Written By: Omair Alavi The Shaan Daar star of Lollywood is back with his extraordinary claims … on the same day when Prime Minister of Pakistan Nawaz Sharif formed a committee to review the release of Indian films in the country, veteran actor Shaan Shahid welcomed the step by tweeting that the government should also…
SAMAA | Omair Alavi – Posted: Jan 21, 2017 | Last Updated: 5 years ago
Written By: Omair Alavi
The Shaan Daar star of Lollywood is back with his extraordinary claims … on the same day when Prime Minister of Pakistan Nawaz Sharif formed a committee to review the release of Indian films in the country, veteran actor Shaan Shahid welcomed the step by tweeting that the government should also form a committee to ensure that Pakistani films are screened in India. How does he even come up with such ideas? Hasn’t he watched recent Pakistani releases especially the ones that couldn’t even complete a week at cinemas?
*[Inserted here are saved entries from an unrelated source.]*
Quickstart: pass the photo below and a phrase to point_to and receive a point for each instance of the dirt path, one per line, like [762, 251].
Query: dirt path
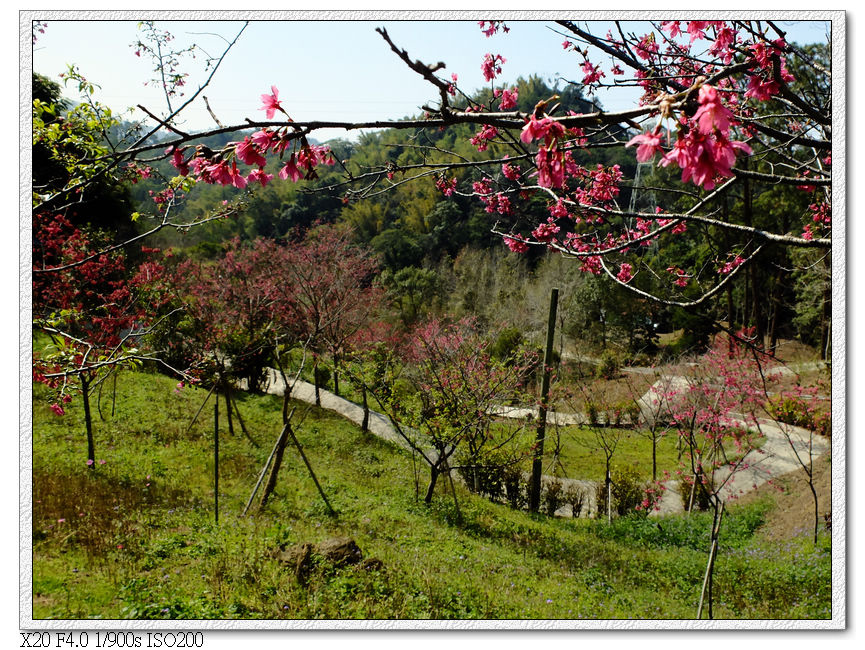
[776, 457]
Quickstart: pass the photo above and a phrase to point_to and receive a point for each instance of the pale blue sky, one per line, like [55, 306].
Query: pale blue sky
[323, 70]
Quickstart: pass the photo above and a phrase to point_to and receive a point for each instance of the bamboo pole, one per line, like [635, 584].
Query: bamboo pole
[537, 462]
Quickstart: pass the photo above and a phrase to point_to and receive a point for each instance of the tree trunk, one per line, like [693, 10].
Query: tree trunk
[816, 510]
[706, 591]
[315, 380]
[277, 463]
[309, 468]
[88, 422]
[434, 474]
[535, 488]
[654, 456]
[228, 409]
[335, 374]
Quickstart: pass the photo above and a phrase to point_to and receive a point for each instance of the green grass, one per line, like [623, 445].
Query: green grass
[139, 540]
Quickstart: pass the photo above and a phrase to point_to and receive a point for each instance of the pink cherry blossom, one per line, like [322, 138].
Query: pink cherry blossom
[248, 153]
[712, 114]
[650, 144]
[516, 245]
[290, 170]
[492, 66]
[270, 103]
[259, 176]
[625, 272]
[508, 98]
[546, 129]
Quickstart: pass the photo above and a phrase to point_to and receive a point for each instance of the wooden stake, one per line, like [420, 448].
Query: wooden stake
[200, 409]
[216, 460]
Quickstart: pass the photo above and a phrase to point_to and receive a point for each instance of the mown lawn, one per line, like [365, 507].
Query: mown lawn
[135, 537]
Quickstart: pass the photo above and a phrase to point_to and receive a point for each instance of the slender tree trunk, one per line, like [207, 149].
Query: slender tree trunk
[88, 421]
[277, 463]
[364, 425]
[609, 483]
[228, 409]
[654, 456]
[816, 510]
[706, 591]
[216, 459]
[826, 315]
[535, 492]
[315, 380]
[336, 374]
[309, 468]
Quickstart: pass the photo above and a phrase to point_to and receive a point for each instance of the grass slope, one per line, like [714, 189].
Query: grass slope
[135, 536]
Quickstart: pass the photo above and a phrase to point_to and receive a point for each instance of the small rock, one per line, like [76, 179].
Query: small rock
[340, 551]
[299, 559]
[372, 564]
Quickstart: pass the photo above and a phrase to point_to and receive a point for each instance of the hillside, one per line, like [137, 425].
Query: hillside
[135, 537]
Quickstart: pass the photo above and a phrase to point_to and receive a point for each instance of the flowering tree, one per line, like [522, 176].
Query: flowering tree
[456, 386]
[716, 417]
[731, 105]
[332, 295]
[229, 314]
[92, 310]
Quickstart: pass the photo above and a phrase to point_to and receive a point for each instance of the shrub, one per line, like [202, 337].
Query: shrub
[575, 496]
[553, 496]
[796, 410]
[701, 492]
[593, 413]
[609, 367]
[515, 486]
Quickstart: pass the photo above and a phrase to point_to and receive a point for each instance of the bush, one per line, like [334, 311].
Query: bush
[553, 496]
[515, 486]
[593, 412]
[576, 498]
[794, 409]
[322, 376]
[609, 367]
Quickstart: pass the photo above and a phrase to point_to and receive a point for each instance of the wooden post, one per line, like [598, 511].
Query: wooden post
[200, 409]
[537, 463]
[216, 460]
[88, 421]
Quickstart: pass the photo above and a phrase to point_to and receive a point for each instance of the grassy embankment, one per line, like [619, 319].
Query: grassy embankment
[135, 537]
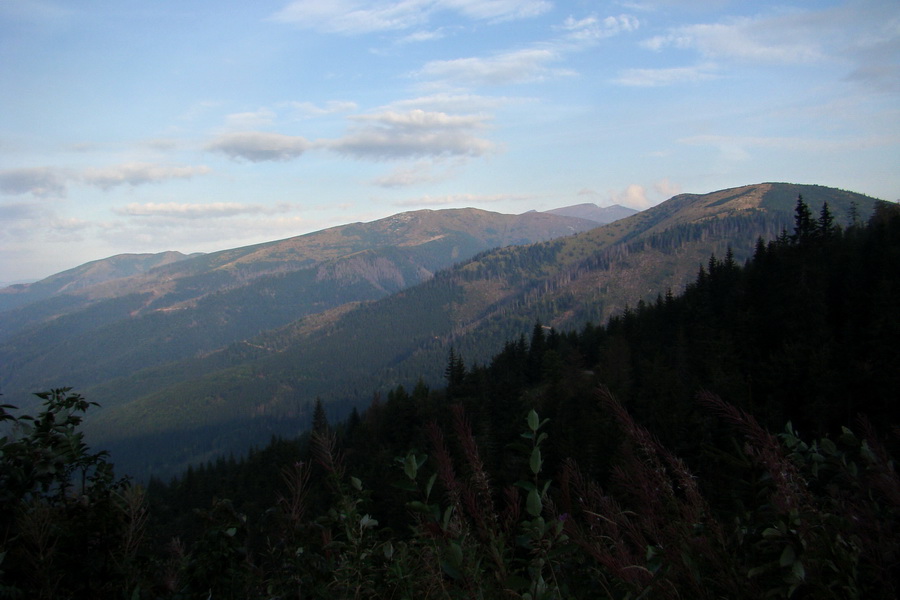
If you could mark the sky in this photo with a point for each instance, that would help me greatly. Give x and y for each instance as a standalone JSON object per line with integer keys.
{"x": 133, "y": 127}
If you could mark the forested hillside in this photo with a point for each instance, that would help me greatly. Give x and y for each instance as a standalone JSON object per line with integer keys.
{"x": 635, "y": 458}
{"x": 224, "y": 401}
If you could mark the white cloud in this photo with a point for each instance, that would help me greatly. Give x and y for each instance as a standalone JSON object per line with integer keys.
{"x": 51, "y": 181}
{"x": 744, "y": 39}
{"x": 352, "y": 17}
{"x": 138, "y": 173}
{"x": 416, "y": 133}
{"x": 258, "y": 146}
{"x": 633, "y": 196}
{"x": 666, "y": 188}
{"x": 497, "y": 9}
{"x": 595, "y": 28}
{"x": 669, "y": 76}
{"x": 458, "y": 200}
{"x": 38, "y": 181}
{"x": 518, "y": 66}
{"x": 454, "y": 103}
{"x": 197, "y": 210}
{"x": 308, "y": 109}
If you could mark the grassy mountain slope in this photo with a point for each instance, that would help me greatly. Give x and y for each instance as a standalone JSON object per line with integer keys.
{"x": 97, "y": 329}
{"x": 602, "y": 215}
{"x": 85, "y": 276}
{"x": 270, "y": 380}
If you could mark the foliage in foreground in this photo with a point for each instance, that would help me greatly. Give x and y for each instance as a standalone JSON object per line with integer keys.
{"x": 804, "y": 519}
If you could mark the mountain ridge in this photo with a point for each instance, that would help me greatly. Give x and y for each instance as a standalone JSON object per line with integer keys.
{"x": 264, "y": 382}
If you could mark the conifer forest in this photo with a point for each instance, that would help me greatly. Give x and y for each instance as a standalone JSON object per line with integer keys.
{"x": 736, "y": 439}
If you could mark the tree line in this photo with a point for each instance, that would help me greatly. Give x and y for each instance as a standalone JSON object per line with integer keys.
{"x": 734, "y": 440}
There are good films and bad films but Pakistan has produced crappy films in the last 10 months, movies that shouldn’t have been released in the first place. In the coming few months, the number might increase considering a 48-year old Sahir Lodhi will be making his debut as a film hero and director in Raasta which is surprising, considering he doesn’t even know the basics of filmmaking! Then we will have films that have no chance of surviving in the jungle out there because either their poster has been ‘inspired’ from Indian hits (Balu Mahi – Bajirao Mastani) or copied from kid’s favourite Diary of a Wimpy Kid (Mehrunisa V Lub U). We also have films that have taken a lot of time to complete (Shaan’s Yalghaar), movies that were supposed to be released last year (Chupan Chupai, Shor Sharaba) or those that have had their names changed (Jhol, formerly Two Plus Two). So, according to the legendary actor, we are going in the right direction while according to this scribe, this is as bad as it can get. Let’s analyze …
In the last 10 months, crappy films like Hijrat, Hotal, Sawaal 700 Crore Ka, Blind Love, Teri Meri Love Story, Jeewan Hathi, Rahm, Maula Vay and Thora Jee Le were released in cinemas and trust me, these films were so bad that nobody will watch them once, let alone twice. Even writing about them makes me feel sick yet the makers thought that their attempts were nothing short of brilliant. Such overconfidence is what caused the downfall of Pakistani films in the 80s and the early 90s as the directors thought they could get away with anything. We are now reaping fruit of the bad films of the 80s and if things don’t improve, we might have to get ready for films that are horrid today.
Filmmaking is an art and must be treated like that; just as everyone can’t draw a perfect picture, not everyone can write and direct a film that comes out as something worth your money. Brilliant ad makers like Asad ul Haq have delivered flops (Dekh Magar Pyar Se) but that doesn’t mean that he is a flop filmmaker; he can make a comeback like Jami did with Moor and stun the world with his aesthetic sense that have made him a legend in the world of commercials. Then there are filmmakers like Nasir Khan and Omar Hassan who made low budget films like Bachaana and Dance Kahani respectively and impressed by thinking out of the box. In case of Nasir, his attempt to film the movie in Mauritius and use Adeel Hashmi as a villain was a novel idea while in Omar Hassan’s case, using ballet and hip hop dance as central idea was something that wasn’t attempted in Pakistan in. If they can do different work, why can’t others especially the ones who waste their parents’ money (Rafay Rashdi of Thora Jee Le), their own (Mahmood Jamal and Ahmed Jamal of Rahm) or their producers’ (Hijrat, Blind Love or Sawaal 700 Crore Dollar Ka).
We must treat 2017 as the year that will either make or break our film industry especially in the absence of Bollywood flicks. People are staying away from cinemas as they don’t want to watch films that have nothing new to offer. Just imagine someone naming their son Balu (in Balu Mahi) or having nicknames like Andy and Party (in Thora Jee Le) and that will give you an insight into where we are heading. And yes, I forgot to mention one thing – in India, Hollywood films are screened in English and Hindi and the locals watch the latter version instead of the former one, happily. The multiplexes give more shows to Indian films just as we give most to Hollywood flicks. So how can we expect an industry that doesn’t consider Hollywood as a competition to screen our films which are below standard and can’t even generate 10 people per show? Think again. Think aloud.